Qaisha Aqan speaking in the courtroom on November 12.
Qaisha Aqan speaking in the courtroom on November 12.

ZHARKENT, Kazakhstan -- An ethnic Kazakh woman from China's northwestern region of Xinjiang who is on trial for illegally crossing the border has pleaded with a court in Kazakhstan to allow her to stay in the country to avoid persecution at home.

Qaisha Aqan testified at her trial in Kazakhstan’s southeastern town of Zharkent on November 12 that she had to cross illegally into Kazakhstan in May 2018 because local authorities in Xinjiang threatened to place her in an internment camp for Muslims.

"I came to Kazakhstan seeking asylum. I ask you not to send me back to China. I will be the subject of persecution there," the 36-year-old said, adding that her 70-year-old mother, her ex-husband and their son remain in Xinjiang.

Aqan also said that she received asylum-seeker status from Kazakhstan's migration authorities a day earlier.

Last month, two ethnic Kazakh men who are currently in pretrial detention for illegally crossing the Chinese-Kazakh border were granted asylum-seeker status as well.

Before their arrest last month, the two, Murager Alimuly and Qaster Musakhanuly, held a news conference in Kazakhstan’s largest city, Almaty, where they told reporters that Alimuly was subjected to persecution in Xinjiang while Musakhanuly had spent several years in a so-called "reeducation camp" in the region.

In August last year, the United Nations said an estimated 1 million Uyghurs and members of other mostly Muslim indigenous ethnic groups in Xinjiang were being held in "counterextremism centers."

The UN said millions more had been forced into reeducation camps. China denies that the facilities are internment camps.

In August 2018, a court in Almaty refused to extradite Sairagul Sauytbay, an ethnic Kazakh Chinese citizen who was wanted in China for illegal border crossing.

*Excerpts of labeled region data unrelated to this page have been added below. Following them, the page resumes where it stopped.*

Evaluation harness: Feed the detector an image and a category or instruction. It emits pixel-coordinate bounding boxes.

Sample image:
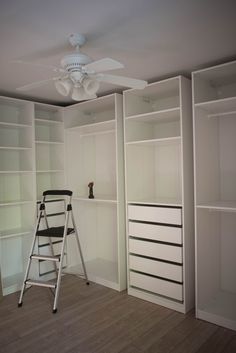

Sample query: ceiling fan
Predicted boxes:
[15,34,147,101]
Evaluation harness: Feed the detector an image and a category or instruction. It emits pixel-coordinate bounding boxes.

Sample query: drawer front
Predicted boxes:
[129,239,182,263]
[129,255,183,282]
[129,222,182,244]
[128,205,182,225]
[130,271,183,301]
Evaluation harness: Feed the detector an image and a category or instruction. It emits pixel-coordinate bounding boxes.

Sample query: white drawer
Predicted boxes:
[129,239,182,263]
[130,271,183,301]
[128,205,182,225]
[129,222,182,244]
[129,255,183,282]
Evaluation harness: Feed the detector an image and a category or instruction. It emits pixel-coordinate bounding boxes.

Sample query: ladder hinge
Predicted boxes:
[39,203,45,211]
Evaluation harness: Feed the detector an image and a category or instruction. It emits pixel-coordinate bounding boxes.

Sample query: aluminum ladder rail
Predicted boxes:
[18,190,89,313]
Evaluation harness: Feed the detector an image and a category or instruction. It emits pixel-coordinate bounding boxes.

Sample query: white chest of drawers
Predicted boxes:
[128,204,192,312]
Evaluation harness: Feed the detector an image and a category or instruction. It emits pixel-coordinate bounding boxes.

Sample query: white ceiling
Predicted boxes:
[0,0,236,105]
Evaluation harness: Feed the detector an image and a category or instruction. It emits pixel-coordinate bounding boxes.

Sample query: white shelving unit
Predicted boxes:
[64,94,126,290]
[35,103,65,200]
[192,61,236,330]
[0,97,35,295]
[124,76,194,313]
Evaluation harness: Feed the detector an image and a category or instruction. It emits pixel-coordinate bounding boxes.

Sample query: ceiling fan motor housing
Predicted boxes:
[61,53,92,72]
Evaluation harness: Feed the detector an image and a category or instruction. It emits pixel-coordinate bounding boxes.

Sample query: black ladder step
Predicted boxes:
[25,279,56,288]
[31,254,60,262]
[38,240,62,248]
[36,226,74,238]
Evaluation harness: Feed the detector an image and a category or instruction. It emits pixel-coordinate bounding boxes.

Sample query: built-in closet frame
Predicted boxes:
[192,61,236,330]
[124,76,194,313]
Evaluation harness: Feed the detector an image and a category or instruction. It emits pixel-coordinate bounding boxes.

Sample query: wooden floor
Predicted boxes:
[0,276,236,353]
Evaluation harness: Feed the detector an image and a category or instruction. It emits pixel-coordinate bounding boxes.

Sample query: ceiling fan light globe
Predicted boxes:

Sauytbay fled China in April and testified that thousands of ethnic Kazakhs, Uyghurs, and other Muslims in Xinjiang were undergoing "political indoctrination" at a network of "reeducation camps."

She added that Chinese authorities had forced her to train "political-ideology" instructors for reeducation camps, giving her access to secret documents about what she called a state program to "reeducate" Muslims from indigenous ethnic communities.

Although she was not extradited to China, Kazakh authorities did not allow Sauytbay to stay in Kazakhstan. She eventually was granted asylum in Sweden.

Kazakhs are the second-largest Turkic-speaking indigenous community in Xinjiang after Uyghurs. The region is also home to ethnic Kyrgyz, Tajiks, and Hui, also known as Dungans. Han, China's largest ethnicity, are the second-largest community in Xinjiang.